An Analysis of Treatment and Prognosis
of Spinal Tuberculosis: A Prospective
Study done in Tertiary Care Centre
Published: June 1, 2020 | DOI: https://doi.org/10.7860/JCDR/2020/44701.13785
Shubhendu Gupta, Harsh Pratap Shishodia, Varun Singh
1. Associate Professor, Department of TB and Chest, Saraswathi Institute of Medical Science, Hapur, Uttar Pradesh, India.
2. Assistant Professor, Department of Orthopaedics, Saraswathi Institute of Medical Science, Hapur, Uttar Pradesh, India.
3. Assistant Professor, Department of Orthopaedics, Saraswathi Institute of Medical Science, Hapur, Uttar Pradesh, India.
Correspondence
Dr. Varun Singh,
Department of Orthopaedics, Saraswathi Institute of Medical Science, NH-24,
Anwarpur, Pilakhuwa, Hapur-245304, Uttar Pradesh, India.

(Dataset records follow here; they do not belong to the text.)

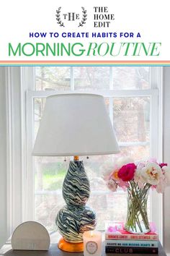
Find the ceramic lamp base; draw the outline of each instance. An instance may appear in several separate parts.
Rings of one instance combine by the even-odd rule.
[[[68,252],[82,252],[84,251],[84,243],[69,243],[61,237],[58,243],[59,249]]]

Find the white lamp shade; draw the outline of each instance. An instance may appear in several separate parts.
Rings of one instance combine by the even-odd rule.
[[[69,93],[47,98],[32,155],[73,156],[118,152],[102,96]]]

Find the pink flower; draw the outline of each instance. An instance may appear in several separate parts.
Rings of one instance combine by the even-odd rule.
[[[128,163],[122,166],[117,173],[117,176],[123,182],[129,182],[134,177],[136,166],[135,163]]]
[[[162,168],[162,167],[164,167],[164,166],[168,166],[167,163],[159,163],[159,166],[160,166],[161,168]]]

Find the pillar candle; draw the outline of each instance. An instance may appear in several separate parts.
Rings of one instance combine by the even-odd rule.
[[[97,231],[86,231],[83,234],[84,256],[101,256],[102,233]]]

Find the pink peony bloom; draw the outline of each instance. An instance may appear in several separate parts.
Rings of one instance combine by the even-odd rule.
[[[136,166],[135,163],[128,163],[122,166],[117,173],[117,176],[123,182],[129,182],[134,177]]]

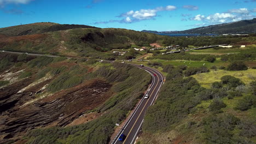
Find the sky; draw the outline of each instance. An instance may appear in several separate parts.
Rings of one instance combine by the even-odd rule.
[[[256,18],[256,0],[0,0],[0,28],[40,22],[182,31]]]

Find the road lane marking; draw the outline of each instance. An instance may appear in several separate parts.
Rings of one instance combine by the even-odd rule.
[[[148,73],[149,73],[149,74],[150,74],[152,76],[152,78],[153,78],[153,81],[151,83],[151,86],[149,87],[149,89],[147,90],[147,92],[146,92],[146,93],[143,95],[143,97],[142,98],[143,99],[142,100],[142,101],[141,102],[141,103],[139,104],[139,105],[138,106],[137,109],[135,110],[135,111],[133,112],[133,113],[132,113],[132,116],[131,117],[131,118],[130,119],[130,120],[129,120],[129,122],[127,123],[126,126],[125,127],[125,128],[122,130],[121,132],[120,133],[120,134],[119,133],[118,134],[118,135],[119,135],[120,134],[121,134],[121,133],[123,133],[124,132],[124,131],[125,130],[125,129],[126,128],[127,126],[129,125],[129,124],[130,123],[130,122],[131,122],[131,119],[132,119],[132,117],[133,117],[135,114],[136,113],[137,111],[138,110],[138,108],[139,107],[139,106],[141,106],[141,104],[142,104],[143,103],[143,101],[144,100],[144,97],[145,97],[145,95],[148,94],[148,93],[149,93],[149,92],[151,91],[151,89],[152,88],[152,86],[155,84],[155,77],[154,76],[154,75],[151,73],[152,73],[152,70],[150,69],[149,69],[149,70],[148,70],[148,69],[143,69],[144,70],[145,70],[146,71],[147,71]],[[150,71],[151,70],[151,71]],[[154,72],[154,71],[153,71]],[[157,85],[157,84],[156,84]],[[117,140],[115,141],[115,142],[114,143],[114,144],[116,143],[118,141],[118,139],[117,139]]]
[[[158,75],[156,75],[158,76],[158,79],[159,79],[159,77],[158,76]],[[155,91],[155,88],[156,88],[156,87],[158,86],[158,83],[159,83],[159,81],[158,81],[158,83],[156,83],[156,85],[155,86],[155,88],[154,88],[154,90],[152,91],[152,93],[151,93],[150,95],[149,96],[149,97],[150,98],[151,96],[152,95],[152,94],[154,93],[154,91]],[[154,99],[153,99],[154,100]],[[129,136],[130,134],[131,133],[131,131],[132,131],[132,129],[133,128],[134,126],[135,125],[135,124],[137,123],[137,121],[138,121],[139,116],[141,116],[141,113],[142,113],[142,111],[143,111],[144,109],[145,109],[145,107],[147,105],[147,104],[148,104],[148,101],[149,101],[149,100],[148,100],[146,103],[146,104],[145,104],[145,105],[144,106],[143,108],[142,108],[142,110],[141,110],[141,112],[139,113],[138,117],[137,118],[136,120],[135,121],[135,122],[134,123],[133,125],[132,125],[131,130],[130,130],[129,133],[128,133],[128,134],[127,135],[127,136],[126,136],[126,139],[125,140],[125,141],[124,141],[124,143],[125,143],[125,141],[126,141],[126,140],[127,139],[127,138],[128,137],[128,136]]]

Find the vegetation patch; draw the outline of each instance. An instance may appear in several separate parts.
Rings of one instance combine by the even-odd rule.
[[[255,70],[248,69],[246,71],[231,71],[225,70],[211,71],[207,73],[198,74],[192,76],[195,77],[202,86],[210,88],[212,83],[215,81],[220,81],[220,78],[224,75],[230,75],[240,79],[242,82],[248,84],[255,80]]]
[[[4,86],[5,85],[8,84],[10,82],[8,81],[0,81],[0,87]]]

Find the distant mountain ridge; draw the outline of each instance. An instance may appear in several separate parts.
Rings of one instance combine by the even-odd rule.
[[[154,33],[189,34],[248,34],[256,33],[256,19],[237,22],[210,25],[181,31],[157,32],[143,30],[142,32]]]
[[[179,31],[183,33],[247,34],[256,32],[256,19]]]
[[[142,31],[141,31],[141,32],[146,32],[146,33],[159,33],[159,32],[155,31],[147,31],[147,30],[142,30]]]

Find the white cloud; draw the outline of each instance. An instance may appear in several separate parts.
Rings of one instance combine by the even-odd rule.
[[[127,12],[126,14],[127,15],[132,15],[133,13],[134,13],[133,10],[131,10],[131,11]]]
[[[131,22],[131,19],[130,19],[129,17],[127,17],[126,19],[125,19],[125,20],[127,22]]]
[[[123,13],[118,17],[124,17],[121,22],[136,22],[144,20],[148,20],[156,17],[157,13],[161,11],[171,11],[176,9],[176,7],[173,5],[167,5],[166,7],[159,7],[153,9],[141,9],[139,10],[130,10]],[[129,20],[127,20],[127,18]]]
[[[196,21],[201,21],[205,19],[205,16],[204,15],[197,15],[194,17],[193,19]]]
[[[219,22],[220,22],[220,23],[224,23],[224,22],[226,22],[226,20],[224,20],[224,19],[222,19],[222,20],[219,20]]]
[[[33,0],[0,0],[0,4],[27,4]]]
[[[166,6],[166,9],[168,11],[173,10],[176,9],[176,7],[173,5],[167,5]]]
[[[208,17],[210,17],[209,20],[218,20],[222,19],[235,18],[236,16],[229,13],[216,13]]]
[[[208,23],[208,25],[236,22],[255,18],[255,15],[250,14],[250,13],[253,13],[253,10],[249,10],[247,8],[234,9],[229,10],[226,13],[215,13],[207,16],[199,14],[189,19],[190,20],[202,21],[204,23]]]
[[[183,6],[183,8],[187,9],[189,10],[196,10],[199,9],[197,6],[193,5],[185,5]]]
[[[248,14],[249,13],[249,10],[247,8],[241,8],[241,9],[234,9],[229,10],[230,13],[237,13],[237,14]]]
[[[155,9],[141,9],[136,11],[132,16],[132,17],[138,20],[148,19],[156,16],[157,11]]]

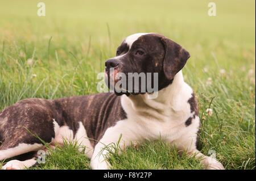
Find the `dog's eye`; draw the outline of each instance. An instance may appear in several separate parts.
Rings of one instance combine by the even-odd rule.
[[[144,54],[144,52],[142,50],[138,50],[136,52],[135,54],[139,54],[139,55],[143,55]]]

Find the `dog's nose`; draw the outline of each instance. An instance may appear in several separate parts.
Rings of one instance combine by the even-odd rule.
[[[112,58],[108,60],[105,63],[106,68],[115,68],[118,66],[119,62],[117,59]]]

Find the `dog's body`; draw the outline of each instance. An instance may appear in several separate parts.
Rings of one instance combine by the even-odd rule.
[[[20,101],[0,113],[2,142],[0,160],[43,149],[42,140],[33,135],[35,134],[52,145],[62,144],[63,138],[77,141],[86,147],[85,153],[91,158],[92,169],[106,169],[110,165],[105,159],[108,153],[104,149],[106,145],[117,143],[121,137],[119,146],[124,149],[134,142],[161,138],[180,150],[201,158],[207,169],[224,169],[221,163],[204,155],[196,148],[200,126],[197,102],[192,89],[184,82],[180,70],[189,54],[172,41],[161,43],[162,40],[166,39],[155,33],[133,35],[118,48],[117,57],[106,62],[106,68],[109,78],[111,77],[108,70],[109,66],[122,72],[124,70],[158,72],[159,91],[156,98],[148,99],[147,92],[126,92],[121,96],[101,93],[55,100]],[[139,45],[144,45],[141,47],[143,53],[135,50],[131,54]],[[151,54],[147,53],[148,48]],[[172,57],[172,61],[174,58],[177,60],[171,62],[170,69],[166,65],[168,56]],[[151,64],[142,68],[144,59],[151,60]],[[132,66],[137,69],[127,67],[122,60],[137,60]],[[150,67],[152,64],[154,68]],[[167,72],[170,70],[171,73]],[[24,169],[36,162],[35,157],[24,161],[13,160],[3,169]]]

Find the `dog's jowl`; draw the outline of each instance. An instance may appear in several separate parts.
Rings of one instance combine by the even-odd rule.
[[[0,113],[0,160],[63,144],[65,139],[86,149],[93,169],[111,169],[105,145],[117,143],[125,149],[134,142],[161,139],[196,155],[208,169],[223,169],[215,159],[196,148],[200,127],[195,94],[183,80],[181,69],[189,58],[177,43],[156,33],[128,36],[116,56],[106,61],[105,79],[115,87],[122,73],[157,73],[158,96],[141,86],[117,92],[46,100],[28,99]],[[114,69],[111,73],[110,69]],[[151,73],[148,74],[148,73]],[[129,82],[127,76],[126,82]],[[152,82],[154,82],[152,81]],[[154,82],[152,82],[153,84]],[[155,91],[155,90],[154,90]],[[114,150],[113,150],[114,151]],[[36,163],[36,155],[11,160],[3,169],[23,169]]]

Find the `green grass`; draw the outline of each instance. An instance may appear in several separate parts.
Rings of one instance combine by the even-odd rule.
[[[226,169],[255,169],[254,1],[214,1],[214,17],[208,1],[43,2],[46,17],[35,1],[0,1],[0,110],[97,92],[97,74],[125,37],[159,32],[191,54],[183,74],[199,102],[202,152],[214,150]],[[36,169],[89,169],[76,146],[57,148]],[[201,168],[160,141],[110,159],[114,169]]]

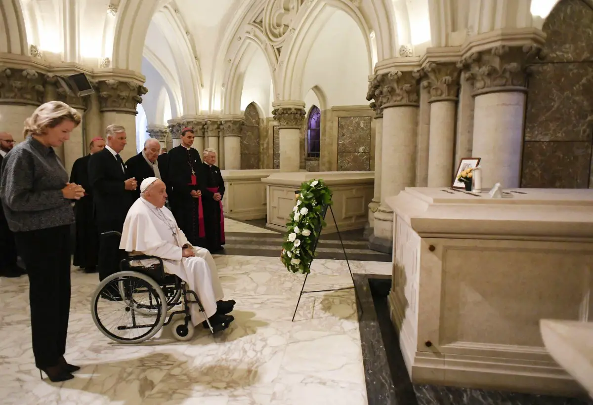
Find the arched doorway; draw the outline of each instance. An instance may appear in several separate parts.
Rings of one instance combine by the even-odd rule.
[[[245,109],[245,123],[241,129],[241,168],[259,169],[260,114],[254,103]]]
[[[561,0],[544,23],[547,55],[529,79],[522,187],[593,187],[592,26],[584,0]]]

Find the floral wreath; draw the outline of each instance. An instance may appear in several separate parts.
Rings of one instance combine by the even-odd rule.
[[[331,192],[321,179],[301,184],[296,203],[286,222],[286,234],[280,257],[289,272],[310,272],[313,250],[321,228],[324,208],[333,203]]]

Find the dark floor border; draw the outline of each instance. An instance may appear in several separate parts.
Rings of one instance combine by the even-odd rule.
[[[391,276],[353,276],[369,405],[593,405],[584,398],[412,384],[390,319]]]

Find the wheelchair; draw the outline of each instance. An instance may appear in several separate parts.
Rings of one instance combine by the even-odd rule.
[[[116,263],[118,260],[113,259],[120,254],[122,234],[111,231],[101,234],[101,238],[102,243],[109,244],[109,250],[113,251],[110,259]],[[91,300],[93,320],[106,336],[120,343],[139,343],[171,323],[174,315],[182,314],[183,318],[173,324],[173,336],[177,340],[189,340],[194,333],[190,304],[197,304],[214,333],[197,295],[187,289],[177,276],[166,274],[161,259],[129,256],[119,261],[115,273],[101,282]],[[183,309],[172,311],[180,305]]]

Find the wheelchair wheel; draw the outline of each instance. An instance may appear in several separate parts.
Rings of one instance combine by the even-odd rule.
[[[193,337],[195,330],[193,325],[187,324],[184,320],[180,320],[174,323],[171,326],[171,329],[173,332],[173,337],[180,342],[190,340]]]
[[[138,307],[151,308],[143,313]],[[109,276],[95,290],[91,314],[106,336],[120,343],[138,343],[154,336],[167,317],[167,298],[160,286],[141,273],[125,271]]]
[[[165,296],[165,300],[167,302],[167,310],[170,310],[176,305],[179,305],[181,302],[181,289],[177,288],[174,285],[168,285],[161,286],[161,289]],[[120,294],[121,292],[120,292]],[[155,299],[149,299],[145,300],[142,303],[135,302],[136,310],[143,315],[154,315],[160,308],[160,305],[156,304]],[[133,297],[132,297],[133,299]],[[160,301],[159,301],[160,302]]]

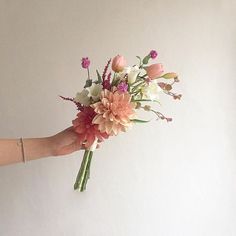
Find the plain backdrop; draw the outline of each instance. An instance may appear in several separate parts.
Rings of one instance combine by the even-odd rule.
[[[234,0],[0,0],[0,136],[71,125],[73,97],[110,57],[156,49],[181,101],[97,150],[84,193],[82,152],[0,168],[1,236],[236,235]]]

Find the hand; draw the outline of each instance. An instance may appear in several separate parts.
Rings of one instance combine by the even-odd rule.
[[[73,127],[63,130],[62,132],[51,136],[50,143],[53,149],[54,156],[67,155],[72,152],[83,149],[77,142],[77,134],[74,132]]]

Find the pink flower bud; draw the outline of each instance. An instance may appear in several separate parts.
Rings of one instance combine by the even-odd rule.
[[[111,68],[115,72],[121,72],[124,70],[124,67],[126,66],[126,60],[123,56],[117,55],[112,60]]]
[[[81,65],[84,69],[87,69],[90,65],[90,60],[88,59],[88,57],[83,57],[82,58],[82,62]]]
[[[152,50],[152,51],[149,53],[149,55],[150,55],[150,57],[151,57],[152,59],[155,59],[155,58],[157,57],[158,53],[157,53],[157,51]]]
[[[150,65],[146,67],[145,70],[150,79],[156,79],[164,72],[163,65],[160,63]]]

E-mail: drvarunsingh@yahoo.com
Introduction: In cases of skeletal Tuberculosis (TB), spinal TB is considered to be the most hazardous. Early treatment of spinal TB brings somewhat fine projections as well.
Aim: To evaluate the treatment and prognosis of patients with spinal TB.
Materials and Methods: The study involved patients with spinal TB from the period of 2017 to 2019. The total of 67 patients were included and follow-ups were made during the entire period of healing. Patients diagnosed with spinal TB and had not previously received anti-TB therapy and debridement or radical decompression surgery were included. A paired t-test was used to compare the pre-treatment and post-treatment clinical data. A p-value <0.05 was considered statistically significant.
Results: The male patients comprised of the 62.7% of the total sample size. At the final follow-up, the Visual Analogue Scale (VAS) score significantly improved from 5.99±2.11 preoperatively to 1.90±4.81 postoperatively (0<0.05), the Cobb angle significantly decreased from 16.84±6.42 preoperatively to 3.86±2.26 postoperatively (0<0.05). The Erythrocyte Sedimentation Rate (ESR) significantly decreased from 45.26±12.26 preoperatively to 9.91±6.48 postoperatively (0<0.05), and C-Reactive Protein (CRP) also significantly decreased from 49.22±42.31 to 9.84±11.53.
Conclusion: Quick treatment and diagnosis of spinal TB are essential to prevent permanent neurological disability and to minimise spinal deformity.